As above, each extruder assembly 12′ includes a pressure vessel within which ice particulates P are continuously formed under elevated pressure. In the embodiments of FIGS. 6 and 7, the blast nozzle 16 extends downward from the underside of the upper shelf 56 and is positioned directly above the conveyor belt 54. As shown, the blast nozzle 16 may be made movable by conventional robotics 68. The ice-receiving line 14 receives a fluidizing gas medium from the pressurized air supply source 44 (not shown in FIGS. 6 or 7) and ice particulates P from the ice discharge opening 36 of the extruder assembly 12′. The pressure gradient within the ice-receiving line 14 during use quickly forces the ice particulates P from the extruder assembly 12′ to the blast nozzle to be expelled. As work objects W on the conveyor belt 54 pass beneath the blast nozzle 16, the ice particulates P impinge upon each of the objects to do useful work.
As will be appreciated from a reading of the above, the present invention provides a method and apparatus for forming ice particulates under pressure for transport to a blast nozzle via pressure flow for eventual ejection from the blast nozzle to perform blast cleaning work. The present invention can be easily arranged to provide a varying amount of ice particulate production to meet varying ice particulate requirements.
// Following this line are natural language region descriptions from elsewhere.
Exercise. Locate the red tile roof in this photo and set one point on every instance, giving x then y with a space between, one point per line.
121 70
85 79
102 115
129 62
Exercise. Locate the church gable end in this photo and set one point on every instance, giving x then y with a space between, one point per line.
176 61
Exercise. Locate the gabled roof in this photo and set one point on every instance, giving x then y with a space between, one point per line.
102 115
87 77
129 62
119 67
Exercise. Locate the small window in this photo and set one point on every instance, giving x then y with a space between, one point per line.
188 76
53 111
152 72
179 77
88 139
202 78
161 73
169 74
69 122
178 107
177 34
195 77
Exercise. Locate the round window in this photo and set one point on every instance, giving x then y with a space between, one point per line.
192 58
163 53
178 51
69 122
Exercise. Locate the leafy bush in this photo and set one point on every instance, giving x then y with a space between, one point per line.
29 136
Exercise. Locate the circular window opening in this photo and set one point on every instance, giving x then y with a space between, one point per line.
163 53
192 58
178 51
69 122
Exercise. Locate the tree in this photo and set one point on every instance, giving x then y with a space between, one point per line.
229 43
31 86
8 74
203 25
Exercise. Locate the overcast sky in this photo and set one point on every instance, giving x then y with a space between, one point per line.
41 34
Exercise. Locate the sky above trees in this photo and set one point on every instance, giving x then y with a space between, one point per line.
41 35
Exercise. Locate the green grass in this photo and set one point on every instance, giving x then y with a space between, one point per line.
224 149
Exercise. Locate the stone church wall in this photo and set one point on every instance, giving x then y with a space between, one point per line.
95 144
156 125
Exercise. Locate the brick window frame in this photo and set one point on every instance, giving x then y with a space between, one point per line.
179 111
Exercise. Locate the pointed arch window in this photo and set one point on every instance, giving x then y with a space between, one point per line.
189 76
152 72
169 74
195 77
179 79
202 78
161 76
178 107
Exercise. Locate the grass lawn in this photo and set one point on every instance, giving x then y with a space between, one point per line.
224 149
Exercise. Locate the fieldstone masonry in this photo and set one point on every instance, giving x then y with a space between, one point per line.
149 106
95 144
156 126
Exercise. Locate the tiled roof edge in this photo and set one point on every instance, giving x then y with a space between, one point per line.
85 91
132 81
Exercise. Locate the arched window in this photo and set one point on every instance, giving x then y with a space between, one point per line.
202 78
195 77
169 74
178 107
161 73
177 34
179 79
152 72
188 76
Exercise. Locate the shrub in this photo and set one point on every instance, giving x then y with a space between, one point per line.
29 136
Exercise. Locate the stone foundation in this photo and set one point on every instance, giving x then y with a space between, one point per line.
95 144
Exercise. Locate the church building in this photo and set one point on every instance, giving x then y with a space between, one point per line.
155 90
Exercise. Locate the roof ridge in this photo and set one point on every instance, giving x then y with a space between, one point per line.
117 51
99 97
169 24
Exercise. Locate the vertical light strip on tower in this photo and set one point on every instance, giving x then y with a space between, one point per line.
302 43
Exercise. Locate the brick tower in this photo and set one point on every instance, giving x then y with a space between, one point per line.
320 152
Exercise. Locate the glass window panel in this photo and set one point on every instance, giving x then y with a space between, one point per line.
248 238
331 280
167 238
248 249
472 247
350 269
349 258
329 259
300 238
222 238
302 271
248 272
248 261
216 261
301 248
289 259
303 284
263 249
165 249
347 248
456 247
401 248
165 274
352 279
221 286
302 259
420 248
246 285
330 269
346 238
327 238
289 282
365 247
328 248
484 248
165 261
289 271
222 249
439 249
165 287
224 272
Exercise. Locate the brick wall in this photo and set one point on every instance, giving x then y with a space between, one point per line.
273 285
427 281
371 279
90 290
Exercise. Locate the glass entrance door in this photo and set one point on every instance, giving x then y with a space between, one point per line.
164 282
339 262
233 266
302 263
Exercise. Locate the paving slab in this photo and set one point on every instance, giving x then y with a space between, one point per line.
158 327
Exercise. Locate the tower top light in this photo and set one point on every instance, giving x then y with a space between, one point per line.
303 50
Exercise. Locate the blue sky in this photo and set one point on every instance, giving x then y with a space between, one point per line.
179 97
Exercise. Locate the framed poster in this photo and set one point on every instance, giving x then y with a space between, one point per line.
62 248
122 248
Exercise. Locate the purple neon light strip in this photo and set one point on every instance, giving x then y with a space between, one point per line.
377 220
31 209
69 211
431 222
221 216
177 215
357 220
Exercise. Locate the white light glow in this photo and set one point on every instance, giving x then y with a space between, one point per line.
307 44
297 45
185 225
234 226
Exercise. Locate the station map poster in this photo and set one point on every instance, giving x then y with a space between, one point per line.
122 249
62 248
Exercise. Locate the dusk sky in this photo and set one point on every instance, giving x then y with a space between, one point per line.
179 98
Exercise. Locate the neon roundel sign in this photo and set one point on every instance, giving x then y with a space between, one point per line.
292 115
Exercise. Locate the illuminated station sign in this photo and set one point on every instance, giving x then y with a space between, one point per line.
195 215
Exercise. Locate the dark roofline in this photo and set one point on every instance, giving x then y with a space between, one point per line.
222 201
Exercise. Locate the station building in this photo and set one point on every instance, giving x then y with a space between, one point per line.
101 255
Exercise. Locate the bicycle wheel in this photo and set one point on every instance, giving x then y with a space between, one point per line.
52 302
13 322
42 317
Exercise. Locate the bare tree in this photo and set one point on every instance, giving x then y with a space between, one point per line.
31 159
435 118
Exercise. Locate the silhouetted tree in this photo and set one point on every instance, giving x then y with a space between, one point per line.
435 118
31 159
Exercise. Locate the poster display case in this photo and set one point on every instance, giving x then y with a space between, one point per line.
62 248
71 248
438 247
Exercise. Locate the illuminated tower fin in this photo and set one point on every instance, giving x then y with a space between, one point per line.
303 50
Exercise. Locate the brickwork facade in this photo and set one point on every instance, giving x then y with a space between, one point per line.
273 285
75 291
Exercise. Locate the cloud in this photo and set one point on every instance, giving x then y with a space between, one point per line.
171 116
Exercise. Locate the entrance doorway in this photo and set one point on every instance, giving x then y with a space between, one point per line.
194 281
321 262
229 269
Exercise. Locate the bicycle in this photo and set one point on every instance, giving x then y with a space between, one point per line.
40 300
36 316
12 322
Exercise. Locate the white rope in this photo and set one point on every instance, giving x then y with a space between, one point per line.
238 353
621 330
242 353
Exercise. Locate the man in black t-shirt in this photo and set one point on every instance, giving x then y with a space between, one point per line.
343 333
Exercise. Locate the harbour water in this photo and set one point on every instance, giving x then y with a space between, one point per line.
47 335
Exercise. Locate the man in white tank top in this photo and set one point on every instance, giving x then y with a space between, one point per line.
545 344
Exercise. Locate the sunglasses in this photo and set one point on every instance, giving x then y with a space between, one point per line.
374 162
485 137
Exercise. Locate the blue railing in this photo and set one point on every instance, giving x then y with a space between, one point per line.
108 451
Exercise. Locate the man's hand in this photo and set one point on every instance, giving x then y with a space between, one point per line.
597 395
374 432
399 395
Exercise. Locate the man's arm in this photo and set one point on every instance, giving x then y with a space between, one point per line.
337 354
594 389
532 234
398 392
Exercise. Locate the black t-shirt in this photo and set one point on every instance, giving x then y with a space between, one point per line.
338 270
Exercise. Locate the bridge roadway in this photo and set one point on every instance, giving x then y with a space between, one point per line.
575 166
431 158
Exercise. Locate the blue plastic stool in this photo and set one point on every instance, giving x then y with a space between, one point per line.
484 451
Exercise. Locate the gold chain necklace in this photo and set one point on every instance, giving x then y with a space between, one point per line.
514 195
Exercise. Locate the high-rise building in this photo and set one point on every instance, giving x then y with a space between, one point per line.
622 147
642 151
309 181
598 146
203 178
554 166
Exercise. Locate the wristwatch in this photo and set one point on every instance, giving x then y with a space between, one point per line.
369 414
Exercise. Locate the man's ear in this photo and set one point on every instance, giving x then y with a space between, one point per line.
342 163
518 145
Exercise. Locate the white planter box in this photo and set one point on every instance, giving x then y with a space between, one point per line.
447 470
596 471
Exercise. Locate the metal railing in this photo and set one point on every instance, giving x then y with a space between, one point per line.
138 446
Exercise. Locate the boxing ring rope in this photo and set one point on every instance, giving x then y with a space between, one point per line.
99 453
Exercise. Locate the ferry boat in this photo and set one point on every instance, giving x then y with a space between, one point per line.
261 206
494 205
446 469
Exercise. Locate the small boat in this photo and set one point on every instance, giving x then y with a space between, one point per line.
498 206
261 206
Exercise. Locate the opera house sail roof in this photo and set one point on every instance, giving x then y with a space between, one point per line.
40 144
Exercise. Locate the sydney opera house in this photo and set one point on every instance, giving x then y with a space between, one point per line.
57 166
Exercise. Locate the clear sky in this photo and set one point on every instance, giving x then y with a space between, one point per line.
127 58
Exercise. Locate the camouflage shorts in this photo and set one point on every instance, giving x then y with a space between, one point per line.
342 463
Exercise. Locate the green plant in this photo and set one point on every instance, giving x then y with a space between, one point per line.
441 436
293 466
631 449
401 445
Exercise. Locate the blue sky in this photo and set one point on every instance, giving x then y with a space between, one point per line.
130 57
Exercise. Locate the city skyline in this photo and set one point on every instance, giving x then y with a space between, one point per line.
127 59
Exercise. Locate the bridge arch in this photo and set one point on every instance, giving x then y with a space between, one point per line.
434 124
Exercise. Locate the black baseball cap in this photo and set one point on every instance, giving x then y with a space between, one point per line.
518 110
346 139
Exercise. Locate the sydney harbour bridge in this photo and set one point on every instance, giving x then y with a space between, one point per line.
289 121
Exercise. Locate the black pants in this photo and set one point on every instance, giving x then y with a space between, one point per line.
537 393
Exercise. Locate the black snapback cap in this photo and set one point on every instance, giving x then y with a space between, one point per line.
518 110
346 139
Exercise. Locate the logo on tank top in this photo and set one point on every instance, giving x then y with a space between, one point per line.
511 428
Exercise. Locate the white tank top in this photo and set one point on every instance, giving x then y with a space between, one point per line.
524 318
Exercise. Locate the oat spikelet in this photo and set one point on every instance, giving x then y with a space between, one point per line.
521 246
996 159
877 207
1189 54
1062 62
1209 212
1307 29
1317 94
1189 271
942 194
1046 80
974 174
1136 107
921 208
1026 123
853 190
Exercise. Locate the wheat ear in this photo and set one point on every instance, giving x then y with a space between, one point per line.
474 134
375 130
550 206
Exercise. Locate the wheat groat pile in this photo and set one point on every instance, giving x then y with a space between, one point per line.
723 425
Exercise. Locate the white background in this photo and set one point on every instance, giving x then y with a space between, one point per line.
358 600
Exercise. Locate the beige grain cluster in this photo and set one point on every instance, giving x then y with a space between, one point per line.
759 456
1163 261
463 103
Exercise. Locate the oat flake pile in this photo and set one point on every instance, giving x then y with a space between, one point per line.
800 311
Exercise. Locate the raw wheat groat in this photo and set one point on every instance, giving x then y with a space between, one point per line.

Although only a few exemplary embodiments of this invention have been described in detail above, those of ordinary skill in the art will readily appreciate that many modifications are possible in the exemplary embodiments without materially departing from the novel teachings and advantages of this invention. Accordingly, all such modifications are intended to be included within the scope of this invention as defined in the following claims.